Audiovisual brasileiro amplia cooperação com Índia e Coreia do Sul
Missão oficial reforçou política de internacionalização do setor e abriu novas possibilidades de cooperação
O audiovisual brasileiro ampliou recentemente sua presença internacional ao integrar a missão oficial do governo brasileiro à Índia e à Coreia do Sul, realizada durante a visita do presidente Luiz Inácio Lula da Silva aos dois países. A iniciativa levou, de forma inédita, uma delegação da cadeia produtiva do audiovisual e da economia criativa, articulada pela Federação da Indústria e Comércio do Audiovisual Brasileiro (FICA).
A ação ocorreu em um cenário de retomada do cinema nacional e de reposicionamento estratégico do Brasil no contexto do chamado Sul Global, com o setor audiovisual ganhando espaço nas estratégias de inserção internacional do país.
Segundo a presidente da Fica, a produtora Walkíria Barbosa, a missão buscou aproximar mercados e ampliar as oportunidades de financiamento e distribuição para produções brasileiras.
“O objetivo desta missão é aproximar mercados, diversificar formas de financiamento e ampliar a exportação do conteúdo nacional para Índia e Coreia do Sul, dois dos mais importantes mercados do audiovisual e da economia criativa no mundo”, afirmou.
Walkíria destacou ainda que a criação da federação ocorreu em um momento decisivo para o setor.
“A Federação da Indústria e Comércio do Audiovisual surge em um momento em que o audiovisual deixou de ser um nicho cultural para se tornar um vetor de desenvolvimento econômico, tecnológico e diplomático. Estamos falando de política industrial, geração de emprego qualificado e inserção internacional estruturada”, ressaltou.
Setor movimenta bilhões na economia
Dados recentes reforçam o peso econômico do audiovisual brasileiro. Estudo conduzido pela Oxford Economics em parceria com a Motion Picture Association (MPA) apontou que a indústria audiovisual brasileira gerou R$ 70,2 bilhões para o Produto Interno Bruto (PIB) em 2024, além de sustentar 608.970 empregos diretos e indiretos e arrecadar cerca de R$ 9,9 bilhões em tributos.

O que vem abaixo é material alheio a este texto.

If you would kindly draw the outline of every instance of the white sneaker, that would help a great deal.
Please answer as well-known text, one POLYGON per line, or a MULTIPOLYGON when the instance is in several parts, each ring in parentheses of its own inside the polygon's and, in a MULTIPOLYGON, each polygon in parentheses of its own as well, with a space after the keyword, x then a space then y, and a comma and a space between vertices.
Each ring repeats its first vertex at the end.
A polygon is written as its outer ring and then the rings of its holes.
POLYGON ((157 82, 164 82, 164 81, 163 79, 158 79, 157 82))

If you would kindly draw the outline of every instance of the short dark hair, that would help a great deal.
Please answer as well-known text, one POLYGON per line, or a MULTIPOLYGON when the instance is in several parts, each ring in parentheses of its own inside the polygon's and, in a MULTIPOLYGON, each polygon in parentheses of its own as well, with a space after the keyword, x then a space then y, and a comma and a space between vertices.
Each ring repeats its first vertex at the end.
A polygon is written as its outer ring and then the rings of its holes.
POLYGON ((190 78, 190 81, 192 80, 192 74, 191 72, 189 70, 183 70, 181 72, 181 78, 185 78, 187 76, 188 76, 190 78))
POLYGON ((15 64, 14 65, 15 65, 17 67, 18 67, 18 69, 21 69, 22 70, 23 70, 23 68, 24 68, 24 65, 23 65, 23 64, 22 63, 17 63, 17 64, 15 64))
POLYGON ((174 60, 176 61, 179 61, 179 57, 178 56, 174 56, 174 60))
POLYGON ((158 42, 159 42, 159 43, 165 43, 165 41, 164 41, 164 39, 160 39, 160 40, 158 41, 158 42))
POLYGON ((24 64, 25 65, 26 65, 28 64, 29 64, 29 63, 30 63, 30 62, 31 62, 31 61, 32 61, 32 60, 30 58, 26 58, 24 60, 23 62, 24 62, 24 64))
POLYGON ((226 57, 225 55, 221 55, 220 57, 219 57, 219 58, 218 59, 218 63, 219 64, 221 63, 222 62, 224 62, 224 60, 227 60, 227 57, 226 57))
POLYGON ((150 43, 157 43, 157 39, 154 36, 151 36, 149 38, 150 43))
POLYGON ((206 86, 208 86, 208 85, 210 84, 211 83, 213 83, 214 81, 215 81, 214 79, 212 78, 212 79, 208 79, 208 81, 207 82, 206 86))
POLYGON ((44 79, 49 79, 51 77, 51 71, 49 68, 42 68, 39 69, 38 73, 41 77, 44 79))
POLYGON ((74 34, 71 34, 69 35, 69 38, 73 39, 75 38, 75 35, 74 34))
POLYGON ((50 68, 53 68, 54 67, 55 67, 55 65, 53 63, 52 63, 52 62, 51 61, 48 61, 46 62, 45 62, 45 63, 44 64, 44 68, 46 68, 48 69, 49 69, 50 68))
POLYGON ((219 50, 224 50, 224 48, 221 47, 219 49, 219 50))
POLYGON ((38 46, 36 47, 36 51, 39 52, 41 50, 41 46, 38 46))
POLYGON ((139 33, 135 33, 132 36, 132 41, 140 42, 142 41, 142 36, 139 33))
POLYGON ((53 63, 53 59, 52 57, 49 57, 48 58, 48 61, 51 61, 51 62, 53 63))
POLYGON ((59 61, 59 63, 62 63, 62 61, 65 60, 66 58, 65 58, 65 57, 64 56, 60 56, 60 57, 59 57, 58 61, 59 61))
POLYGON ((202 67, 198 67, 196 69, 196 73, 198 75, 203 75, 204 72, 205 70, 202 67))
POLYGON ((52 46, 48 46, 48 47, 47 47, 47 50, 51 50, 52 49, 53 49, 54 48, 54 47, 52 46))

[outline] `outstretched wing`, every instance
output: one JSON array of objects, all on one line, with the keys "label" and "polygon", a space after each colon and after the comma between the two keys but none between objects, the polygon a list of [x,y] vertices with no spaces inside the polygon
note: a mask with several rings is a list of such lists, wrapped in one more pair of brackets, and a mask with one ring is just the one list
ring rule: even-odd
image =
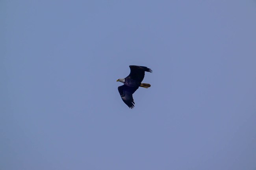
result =
[{"label": "outstretched wing", "polygon": [[129,87],[125,84],[118,87],[118,91],[120,94],[122,100],[128,107],[132,109],[135,103],[134,101],[132,94],[138,89],[139,87]]},{"label": "outstretched wing", "polygon": [[131,72],[127,76],[131,79],[141,83],[144,78],[145,71],[152,73],[152,70],[149,68],[144,66],[129,66]]}]

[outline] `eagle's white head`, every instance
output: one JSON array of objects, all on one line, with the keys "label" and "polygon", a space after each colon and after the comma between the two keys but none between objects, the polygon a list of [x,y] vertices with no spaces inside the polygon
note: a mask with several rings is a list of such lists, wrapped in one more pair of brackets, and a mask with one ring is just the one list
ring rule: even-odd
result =
[{"label": "eagle's white head", "polygon": [[118,79],[117,80],[117,81],[120,81],[120,82],[121,82],[123,83],[124,83],[124,82],[125,81],[125,79]]}]

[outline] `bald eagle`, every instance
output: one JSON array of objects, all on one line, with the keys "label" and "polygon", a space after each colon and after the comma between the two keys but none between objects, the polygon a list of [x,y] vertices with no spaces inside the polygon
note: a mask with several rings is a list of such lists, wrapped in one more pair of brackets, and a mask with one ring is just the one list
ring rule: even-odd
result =
[{"label": "bald eagle", "polygon": [[132,94],[139,87],[148,88],[151,86],[147,83],[141,82],[145,75],[145,71],[152,73],[150,68],[144,66],[129,66],[131,72],[128,76],[124,79],[120,79],[117,80],[124,83],[122,86],[118,87],[118,91],[121,98],[128,107],[132,109],[135,104],[132,97]]}]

Os números consolidam o setor como um componente relevante da economia formal e como um importante instrumento de soft power, ampliando a presença cultural do Brasil no cenário internacional.
O bom momento do cinema brasileiro também tem contribuído para esse reposicionamento global. A vitória do Oscar de melhor filme internacional no ano passado com Ainda Estou Aqui e as quatro indicações ao Oscar de 2026 — incluindo melhor ator para Wagner Moura e melhor filme internacional com Agente Secreto — ampliaram a visibilidade internacional da produção nacional.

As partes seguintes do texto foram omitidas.